Reputation: 1984
The dataframe smaller_df looks like this:
> smaller_df.head()
MSA Code Line RPP
0 10180 1.0 91.2
1 10180 2.0 97.4
2 10180 3.0 78.7
3 10180 4.0 93.5
4 10420 1.0 90.4
...
smaller_df.dtypes results in
MSA Code int64
Line float64
RPP float64
Wages object
dtype: object
wage_keys.head() gives:
MSA Code Average Wage
0 11260 94490.000000
1 21820 72080.000000
2 10180 71128.571429
3 13820 87338.396624
4 10420 76620.000000
...
wage_keys.dtypes is:
MSA Code int64
Average Wage float64
dtype: object
Note that the same 'MSA Code" can appear multiple times in smaller_df, but exactly once in wage_keys.

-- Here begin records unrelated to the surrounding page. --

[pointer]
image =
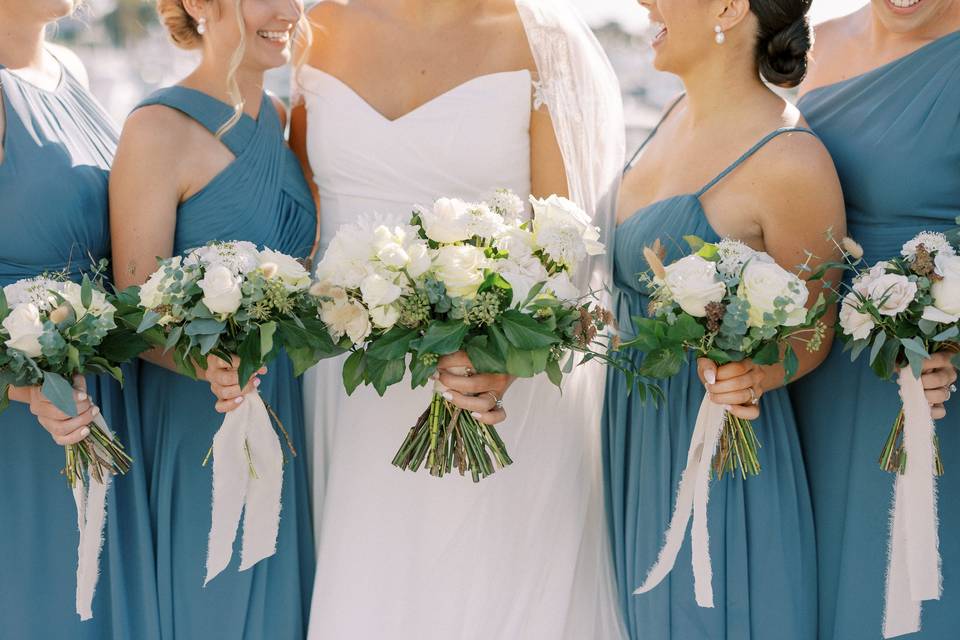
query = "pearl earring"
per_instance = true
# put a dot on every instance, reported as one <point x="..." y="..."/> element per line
<point x="721" y="37"/>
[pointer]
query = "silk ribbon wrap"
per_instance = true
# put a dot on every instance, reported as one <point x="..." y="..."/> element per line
<point x="91" y="501"/>
<point x="248" y="479"/>
<point x="913" y="570"/>
<point x="692" y="498"/>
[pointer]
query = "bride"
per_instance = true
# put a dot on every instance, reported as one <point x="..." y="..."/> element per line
<point x="399" y="103"/>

I want the new column 'Wages' in smaller_df to be set to the corresponding value in wage_keys.
So the new table should look like this:
MSA Code Line RPP Wages
0 10180 1.0 91.2 71128.571429
1 10180 2.0 97.4 71128.571429
2 10180 3.0 78.7 71128.571429
3 10180 4.0 93.5 71128.571429
4 10420 1.0 90.4 76620.000000
...
I have the following code to do the mapping, by making a dictionary of wages:
wages = wage_keys.set_index('MSA Code').to_dict()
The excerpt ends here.